Want to know why President Trump rails about a “dishonest” press? Consider a Page One “news” story in Monday’s New York Times.

The headline, “Widespread Cuts in Trump Budget Bypass Military,” suggests news about the president’s spending plans. But the piece never says much about them — because it gets lost recalling the glories of President Barack Obama to rebut Trump’s claim that he inherited a “mess.”

The article gushes, for instance, about how Obama, after a similar few weeks in office, had practically saved the world: “The country was losing 700,000 jobs a month, and the global financial system was teetering on the edge of collapse” until Obama raced to the rescue.

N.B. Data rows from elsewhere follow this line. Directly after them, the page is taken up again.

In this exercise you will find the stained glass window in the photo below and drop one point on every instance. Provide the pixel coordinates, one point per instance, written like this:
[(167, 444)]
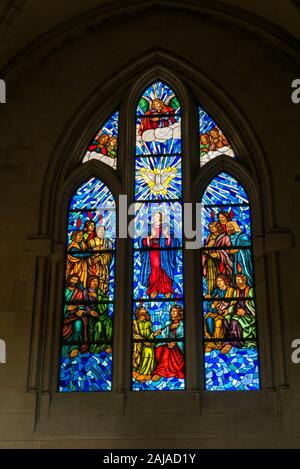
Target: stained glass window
[(212, 140), (158, 309), (228, 301), (104, 146), (87, 324)]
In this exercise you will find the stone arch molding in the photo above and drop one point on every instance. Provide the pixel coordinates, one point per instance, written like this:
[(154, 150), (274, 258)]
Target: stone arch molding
[(64, 175), (84, 123)]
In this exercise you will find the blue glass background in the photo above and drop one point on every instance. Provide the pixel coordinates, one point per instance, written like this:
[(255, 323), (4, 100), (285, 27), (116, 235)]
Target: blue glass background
[(173, 190), (87, 372), (250, 281), (158, 310), (224, 189), (111, 128), (235, 371), (241, 215), (92, 195), (156, 90), (108, 220)]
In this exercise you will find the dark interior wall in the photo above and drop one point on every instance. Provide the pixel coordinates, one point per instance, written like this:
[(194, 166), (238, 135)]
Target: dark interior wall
[(256, 79)]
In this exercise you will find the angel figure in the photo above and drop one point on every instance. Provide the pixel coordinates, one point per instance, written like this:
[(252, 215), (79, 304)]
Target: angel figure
[(158, 180), (159, 123)]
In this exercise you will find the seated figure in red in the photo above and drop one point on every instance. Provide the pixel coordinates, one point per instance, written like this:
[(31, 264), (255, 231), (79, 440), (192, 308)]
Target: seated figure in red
[(169, 356)]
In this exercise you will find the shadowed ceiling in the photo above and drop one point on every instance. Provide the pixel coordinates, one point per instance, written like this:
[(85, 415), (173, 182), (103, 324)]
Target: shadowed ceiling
[(22, 21)]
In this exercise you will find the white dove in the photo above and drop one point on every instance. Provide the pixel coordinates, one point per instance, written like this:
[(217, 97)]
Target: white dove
[(158, 180)]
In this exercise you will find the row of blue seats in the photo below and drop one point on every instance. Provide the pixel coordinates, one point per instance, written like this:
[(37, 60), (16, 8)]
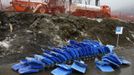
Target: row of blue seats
[(73, 51)]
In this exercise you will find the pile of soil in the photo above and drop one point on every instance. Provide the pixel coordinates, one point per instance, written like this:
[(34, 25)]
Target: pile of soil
[(27, 33)]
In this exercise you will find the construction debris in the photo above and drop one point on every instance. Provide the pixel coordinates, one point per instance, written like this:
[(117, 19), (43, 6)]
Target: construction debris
[(111, 61)]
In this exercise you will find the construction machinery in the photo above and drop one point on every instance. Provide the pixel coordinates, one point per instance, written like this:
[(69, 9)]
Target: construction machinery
[(73, 7)]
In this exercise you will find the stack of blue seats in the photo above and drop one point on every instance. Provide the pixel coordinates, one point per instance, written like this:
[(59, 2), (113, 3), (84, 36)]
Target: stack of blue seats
[(73, 51)]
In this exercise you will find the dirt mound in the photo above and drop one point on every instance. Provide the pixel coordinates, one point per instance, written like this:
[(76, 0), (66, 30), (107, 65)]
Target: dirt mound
[(26, 33)]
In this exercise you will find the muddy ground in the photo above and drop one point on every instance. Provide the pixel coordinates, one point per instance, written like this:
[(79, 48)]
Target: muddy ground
[(25, 34)]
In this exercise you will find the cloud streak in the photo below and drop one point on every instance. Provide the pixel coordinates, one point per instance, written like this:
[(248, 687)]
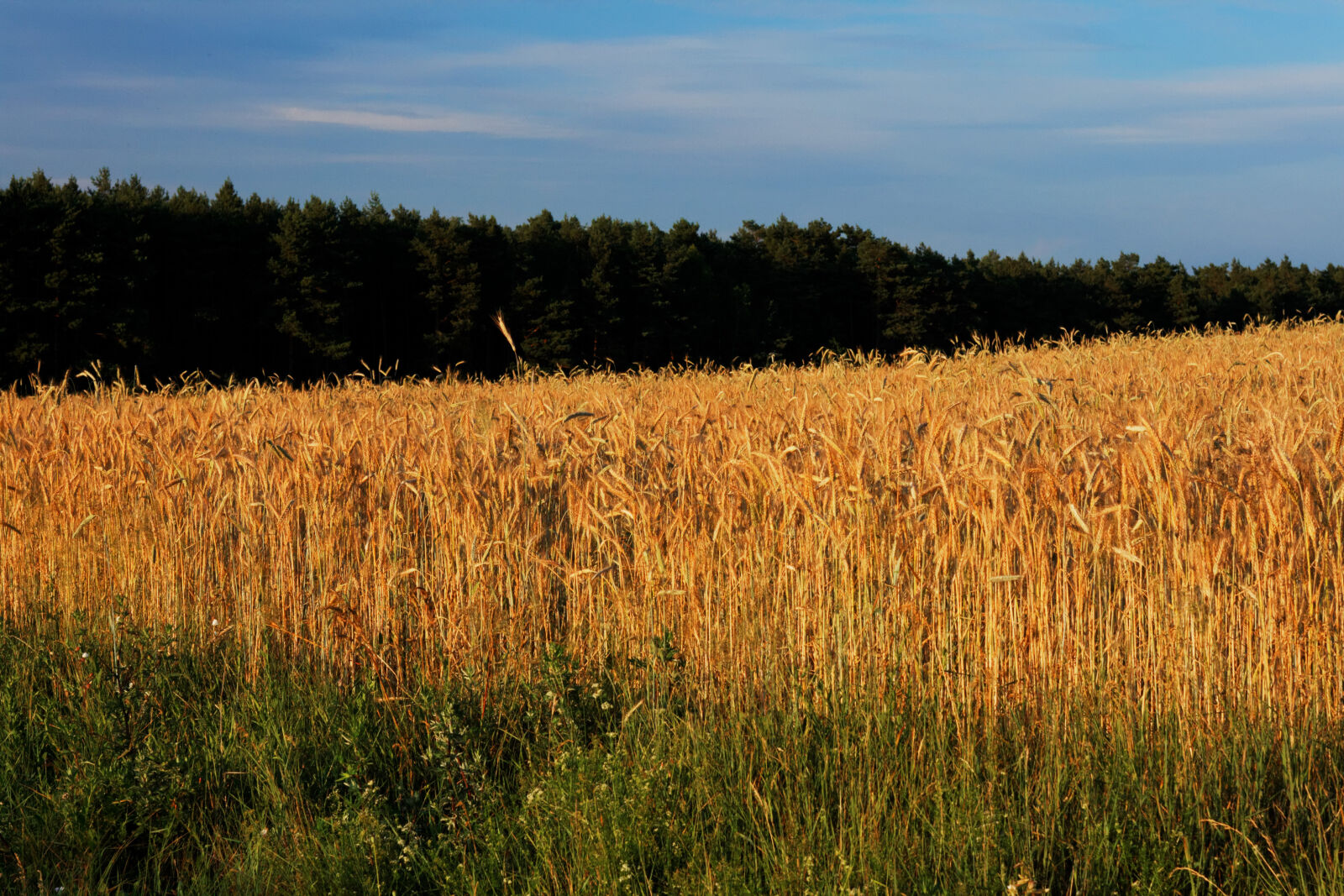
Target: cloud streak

By the time Obama gave his first speech to Congress (Trump gives his Tuesday), the Times claims, he already had an “impressive string of accomplishments,” including “actions that would ultimately help stabilize the financial and automotive sectors.”

Uh, no: Congress OK’d the $700 billion Troubled Asset Relief Program while George W. Bush was president, and it was TARP that calmed the financial crisis. And the $800 billion “stimulus package” Obama pushed through in his first weeks was a flop. He himself later admitted those “shovel-ready jobs” didn’t exist.

Then comes the real fiction: “Despite his lament that he was handed ‘a mess,’?” goes the story, “Trump inherited a low unemployment rate” and “a lack of international crises requiring immediate attention.”

Yes, the rate is down — but the share of the US population that’s given up even looking for work (and so doesn’t count in the unemployment rate) reached historic highs under Obama, and is still up there.

But the real “huh?” moment is that “lack of international crises.” The Times’ reporters (and editors and fact-checkers) somehow forgot Syria, where nearly a half-million have been killed and whose refugees are overwhelming nations across the region. And also ISIS, North Korea, Iran, China — and Russia, which the Times now deems quite the threat.

The Gray Lady is welcome to showcase opinions — but she does herself no favors by doing so in what’s supposed to be news.